Every decision during Sunday night’s show, including the de-televisation of certain categories, felt disrespectful towards the art and artists that the Academy was designed to honor.
During the seemingly endless stream of monologues during the night, hosts Amy Schumer, Regina Hall and Wanda Sykes continuously poked fun at having not seen certain Best Picture nominees, with Sykes even joking that certain films, including Netflix standout “The Power of the Dog,” were too boring to finish in one sitting.
This trend continued throughout the ceremony, with later jokes taking aim at the commercial failure of Ridley Scott’s “The Last Duel,” and one particularly painful bit by Schumer referring to renowned actress Kirsten Dunst, who was at the ceremony as a nominee for her performance in “The Power of the Dog,” as a seat-filler.
These unwarranted jabs at artists were rarely talked about by viewers after the show, however, as one particular event late in the evening seemed to dominate all future conversation regarding this year’s Oscars.
When presenting the award for Best Documentary Feature, which ended up going to Questlove’s amazing construction of previously buried footage of the Harlem Cultural Festival in “Summer of Soul,” comedian Chris Rock was given a joke regarding actress Jada Pinkett Smith’s shaved head, in which the comedian referred to Smith’s next picture as “G.I. Jane 2.”

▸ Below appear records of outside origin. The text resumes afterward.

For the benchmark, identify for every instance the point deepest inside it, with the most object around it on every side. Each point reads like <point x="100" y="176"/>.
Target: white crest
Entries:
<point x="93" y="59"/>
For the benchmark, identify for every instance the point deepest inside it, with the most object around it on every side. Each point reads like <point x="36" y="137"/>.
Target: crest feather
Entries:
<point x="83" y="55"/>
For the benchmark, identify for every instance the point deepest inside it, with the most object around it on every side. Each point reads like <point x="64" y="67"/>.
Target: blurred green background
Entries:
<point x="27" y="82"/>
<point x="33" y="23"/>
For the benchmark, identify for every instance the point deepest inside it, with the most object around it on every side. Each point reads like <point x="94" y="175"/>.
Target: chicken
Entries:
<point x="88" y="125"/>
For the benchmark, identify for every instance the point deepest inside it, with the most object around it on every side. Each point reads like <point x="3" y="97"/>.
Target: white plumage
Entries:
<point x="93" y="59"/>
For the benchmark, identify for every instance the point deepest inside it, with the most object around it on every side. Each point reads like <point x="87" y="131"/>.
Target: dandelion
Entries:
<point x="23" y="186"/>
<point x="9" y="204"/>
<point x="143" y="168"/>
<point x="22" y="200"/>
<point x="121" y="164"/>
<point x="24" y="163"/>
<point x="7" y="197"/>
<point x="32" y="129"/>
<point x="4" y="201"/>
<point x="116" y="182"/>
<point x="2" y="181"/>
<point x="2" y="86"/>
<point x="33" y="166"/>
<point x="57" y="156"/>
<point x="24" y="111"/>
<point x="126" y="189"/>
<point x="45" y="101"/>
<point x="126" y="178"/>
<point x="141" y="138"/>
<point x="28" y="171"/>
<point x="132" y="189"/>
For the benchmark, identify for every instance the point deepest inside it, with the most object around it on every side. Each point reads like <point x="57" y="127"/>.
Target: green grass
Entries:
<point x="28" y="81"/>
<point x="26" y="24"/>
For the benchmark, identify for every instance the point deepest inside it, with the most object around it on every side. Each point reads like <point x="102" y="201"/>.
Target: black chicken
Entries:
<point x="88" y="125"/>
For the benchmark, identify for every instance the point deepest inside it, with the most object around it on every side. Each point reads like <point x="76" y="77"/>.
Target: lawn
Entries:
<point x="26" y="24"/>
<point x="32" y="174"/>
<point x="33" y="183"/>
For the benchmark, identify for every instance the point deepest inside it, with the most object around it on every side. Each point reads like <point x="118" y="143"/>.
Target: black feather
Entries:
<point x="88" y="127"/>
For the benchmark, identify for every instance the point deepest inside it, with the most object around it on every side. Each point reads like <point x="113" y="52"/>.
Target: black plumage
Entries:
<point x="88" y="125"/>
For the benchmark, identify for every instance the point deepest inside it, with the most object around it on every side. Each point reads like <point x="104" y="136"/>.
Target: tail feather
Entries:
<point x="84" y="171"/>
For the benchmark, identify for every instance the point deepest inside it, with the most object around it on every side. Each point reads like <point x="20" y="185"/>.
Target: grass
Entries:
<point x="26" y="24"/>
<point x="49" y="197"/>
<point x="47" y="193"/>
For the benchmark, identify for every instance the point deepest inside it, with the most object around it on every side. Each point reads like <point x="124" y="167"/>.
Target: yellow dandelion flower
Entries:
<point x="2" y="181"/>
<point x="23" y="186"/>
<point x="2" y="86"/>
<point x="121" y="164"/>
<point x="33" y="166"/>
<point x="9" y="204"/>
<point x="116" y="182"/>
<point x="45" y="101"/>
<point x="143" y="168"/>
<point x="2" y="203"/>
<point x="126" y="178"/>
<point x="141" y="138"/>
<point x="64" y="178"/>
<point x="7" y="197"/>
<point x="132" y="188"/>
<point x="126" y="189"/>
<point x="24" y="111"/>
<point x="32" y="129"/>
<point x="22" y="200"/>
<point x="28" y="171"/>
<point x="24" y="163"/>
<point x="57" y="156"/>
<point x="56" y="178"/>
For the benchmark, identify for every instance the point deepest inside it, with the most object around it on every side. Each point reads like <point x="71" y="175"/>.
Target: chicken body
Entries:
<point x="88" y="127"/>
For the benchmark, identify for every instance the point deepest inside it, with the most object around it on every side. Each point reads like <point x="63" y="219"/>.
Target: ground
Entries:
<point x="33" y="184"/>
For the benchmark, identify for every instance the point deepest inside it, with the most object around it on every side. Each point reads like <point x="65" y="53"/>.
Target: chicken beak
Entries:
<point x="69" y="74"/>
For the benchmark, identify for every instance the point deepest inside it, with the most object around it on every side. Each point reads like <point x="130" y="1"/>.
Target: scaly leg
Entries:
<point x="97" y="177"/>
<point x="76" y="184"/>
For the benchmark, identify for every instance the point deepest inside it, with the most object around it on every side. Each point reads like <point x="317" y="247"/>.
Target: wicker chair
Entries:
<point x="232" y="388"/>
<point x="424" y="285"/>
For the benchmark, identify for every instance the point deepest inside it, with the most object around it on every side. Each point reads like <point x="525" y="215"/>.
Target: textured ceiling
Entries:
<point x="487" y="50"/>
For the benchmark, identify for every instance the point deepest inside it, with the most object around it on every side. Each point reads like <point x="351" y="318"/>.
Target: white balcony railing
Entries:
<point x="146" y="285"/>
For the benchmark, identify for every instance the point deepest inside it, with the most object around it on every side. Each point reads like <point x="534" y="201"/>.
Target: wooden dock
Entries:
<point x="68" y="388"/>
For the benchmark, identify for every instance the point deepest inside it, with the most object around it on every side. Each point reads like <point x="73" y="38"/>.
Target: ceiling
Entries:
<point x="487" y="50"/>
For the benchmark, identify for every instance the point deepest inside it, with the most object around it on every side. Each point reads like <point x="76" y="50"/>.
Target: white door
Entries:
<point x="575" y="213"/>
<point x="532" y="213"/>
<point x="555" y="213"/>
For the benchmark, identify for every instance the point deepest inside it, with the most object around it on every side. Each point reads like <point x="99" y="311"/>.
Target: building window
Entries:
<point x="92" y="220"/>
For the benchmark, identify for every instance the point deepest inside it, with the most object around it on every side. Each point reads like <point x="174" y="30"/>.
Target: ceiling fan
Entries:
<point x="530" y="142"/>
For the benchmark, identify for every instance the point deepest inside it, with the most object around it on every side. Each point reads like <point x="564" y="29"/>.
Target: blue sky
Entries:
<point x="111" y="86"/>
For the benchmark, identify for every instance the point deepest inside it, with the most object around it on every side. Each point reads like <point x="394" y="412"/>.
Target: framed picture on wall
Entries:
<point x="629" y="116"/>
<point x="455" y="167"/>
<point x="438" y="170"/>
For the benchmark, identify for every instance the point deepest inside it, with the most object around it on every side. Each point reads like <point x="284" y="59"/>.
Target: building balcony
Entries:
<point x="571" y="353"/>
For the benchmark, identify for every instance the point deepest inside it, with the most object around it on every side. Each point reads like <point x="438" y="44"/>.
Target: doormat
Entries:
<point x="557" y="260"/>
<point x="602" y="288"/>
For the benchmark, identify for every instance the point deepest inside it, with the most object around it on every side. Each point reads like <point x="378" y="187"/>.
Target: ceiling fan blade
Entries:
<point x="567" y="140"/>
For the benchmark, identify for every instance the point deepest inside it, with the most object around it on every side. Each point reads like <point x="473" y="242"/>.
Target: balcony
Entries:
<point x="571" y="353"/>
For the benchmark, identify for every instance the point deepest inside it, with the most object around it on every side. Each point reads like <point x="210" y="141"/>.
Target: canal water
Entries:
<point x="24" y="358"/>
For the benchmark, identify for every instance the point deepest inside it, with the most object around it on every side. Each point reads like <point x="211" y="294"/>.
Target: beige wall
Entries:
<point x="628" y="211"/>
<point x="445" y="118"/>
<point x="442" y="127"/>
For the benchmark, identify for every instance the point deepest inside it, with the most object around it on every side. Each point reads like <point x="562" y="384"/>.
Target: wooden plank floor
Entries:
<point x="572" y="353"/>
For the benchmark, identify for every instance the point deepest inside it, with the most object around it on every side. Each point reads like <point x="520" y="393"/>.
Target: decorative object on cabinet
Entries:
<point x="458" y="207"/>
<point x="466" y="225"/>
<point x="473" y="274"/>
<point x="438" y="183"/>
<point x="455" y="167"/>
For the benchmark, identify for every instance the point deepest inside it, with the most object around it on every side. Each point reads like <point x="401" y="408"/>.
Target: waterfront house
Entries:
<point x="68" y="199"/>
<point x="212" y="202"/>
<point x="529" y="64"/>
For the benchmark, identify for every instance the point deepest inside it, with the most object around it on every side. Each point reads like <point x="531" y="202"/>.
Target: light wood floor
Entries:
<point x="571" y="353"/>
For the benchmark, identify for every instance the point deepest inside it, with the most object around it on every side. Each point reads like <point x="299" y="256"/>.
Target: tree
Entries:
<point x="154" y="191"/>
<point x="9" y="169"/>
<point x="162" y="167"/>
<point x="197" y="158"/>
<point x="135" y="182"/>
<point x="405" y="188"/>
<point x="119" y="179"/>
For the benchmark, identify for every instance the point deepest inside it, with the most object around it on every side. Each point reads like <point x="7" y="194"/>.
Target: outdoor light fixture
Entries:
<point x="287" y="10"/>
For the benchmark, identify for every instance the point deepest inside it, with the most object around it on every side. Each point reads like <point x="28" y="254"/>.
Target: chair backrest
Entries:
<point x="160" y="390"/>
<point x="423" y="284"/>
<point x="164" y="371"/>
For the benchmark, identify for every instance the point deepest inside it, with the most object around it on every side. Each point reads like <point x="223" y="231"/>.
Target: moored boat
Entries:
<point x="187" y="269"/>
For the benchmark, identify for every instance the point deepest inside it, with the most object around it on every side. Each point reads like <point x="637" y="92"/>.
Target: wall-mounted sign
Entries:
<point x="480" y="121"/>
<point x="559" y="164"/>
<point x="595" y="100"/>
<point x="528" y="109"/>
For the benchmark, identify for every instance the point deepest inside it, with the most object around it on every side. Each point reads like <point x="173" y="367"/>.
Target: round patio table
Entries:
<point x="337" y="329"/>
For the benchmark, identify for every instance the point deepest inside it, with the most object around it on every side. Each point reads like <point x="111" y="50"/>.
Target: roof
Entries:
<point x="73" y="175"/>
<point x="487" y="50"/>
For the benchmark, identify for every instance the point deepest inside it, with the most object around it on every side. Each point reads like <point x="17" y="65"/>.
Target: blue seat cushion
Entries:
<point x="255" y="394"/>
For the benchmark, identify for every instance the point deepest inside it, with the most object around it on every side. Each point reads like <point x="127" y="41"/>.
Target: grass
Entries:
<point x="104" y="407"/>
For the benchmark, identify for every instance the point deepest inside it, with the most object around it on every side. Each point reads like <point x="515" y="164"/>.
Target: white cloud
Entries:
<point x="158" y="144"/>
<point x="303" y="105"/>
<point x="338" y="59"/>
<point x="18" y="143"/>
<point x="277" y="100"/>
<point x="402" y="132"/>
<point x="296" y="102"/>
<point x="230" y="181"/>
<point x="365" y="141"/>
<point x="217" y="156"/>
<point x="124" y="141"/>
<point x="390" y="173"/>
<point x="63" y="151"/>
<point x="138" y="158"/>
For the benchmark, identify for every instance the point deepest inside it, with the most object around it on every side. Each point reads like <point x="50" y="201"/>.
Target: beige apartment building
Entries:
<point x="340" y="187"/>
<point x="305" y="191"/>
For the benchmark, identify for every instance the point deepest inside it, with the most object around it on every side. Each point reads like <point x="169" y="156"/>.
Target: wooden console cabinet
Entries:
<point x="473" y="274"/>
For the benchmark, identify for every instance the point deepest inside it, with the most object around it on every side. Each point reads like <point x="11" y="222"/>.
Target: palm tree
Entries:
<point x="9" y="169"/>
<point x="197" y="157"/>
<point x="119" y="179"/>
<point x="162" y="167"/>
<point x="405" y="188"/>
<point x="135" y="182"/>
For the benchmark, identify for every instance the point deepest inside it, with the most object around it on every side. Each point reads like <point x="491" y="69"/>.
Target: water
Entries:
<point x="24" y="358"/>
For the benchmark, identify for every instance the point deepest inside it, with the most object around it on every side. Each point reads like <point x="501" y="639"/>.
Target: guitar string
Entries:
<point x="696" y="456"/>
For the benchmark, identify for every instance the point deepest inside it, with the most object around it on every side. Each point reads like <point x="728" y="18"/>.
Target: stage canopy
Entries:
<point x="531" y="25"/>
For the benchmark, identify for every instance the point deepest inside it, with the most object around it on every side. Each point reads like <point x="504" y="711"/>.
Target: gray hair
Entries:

J. Smith’s husband, Will, did not take kindly to this joke, as J. Smith has been extremely open with her struggles with alopecia and hair loss. In response, W. Smith took to the stage to slap Rock, afterwards telling the comedian to “Keep [Jada’s] name out your [expletive] mouth.” In a controversial move, Smith was allowed to stay inside of the Dolby Theater, creating an uncomfortable environment that engulfed the remaining runtime of the show.
W. Smith would later go on to win the award for Best Actor for his portrayal of Richard Williams in “King Richard.” This, along with the subsequent standing ovation that W. Smith received after his acceptance speech, raised the ire of many celebrities, including Jim Carrey, who believed that W. Smith should have been escorted out of the theater for his actions, calling the Academy spineless.
The night was not a complete loss, however, as the ceremony still had quite a few bright spots. The first award of the night went to Ariana DeBose for her role as Anita in Steven Spielberg’s re-imagining of “West Side Story.” In her rousing acceptance speech, she expressed how her win on Sunday emphasized the idea that there is a place for those who Hollywood regularly excludes, a sentiment she personally experiences as a queer Afro-Latina woman.
In a similarly moving moment, “CODA” star Troy Kotsur, who is only the second deaf actor to win an Academy Award, thanked director Sian Heder for being a bridge between the deaf community and the hearing community. The film, a surprise smash out of Sundance, went on to win Best Picture.
Despite these bright spots, ABC’s televisation of the 94th Academy Awards singled in on attaining viewership rather than celebrating the best of the year in cinema. This awards show won’t be winning any awards.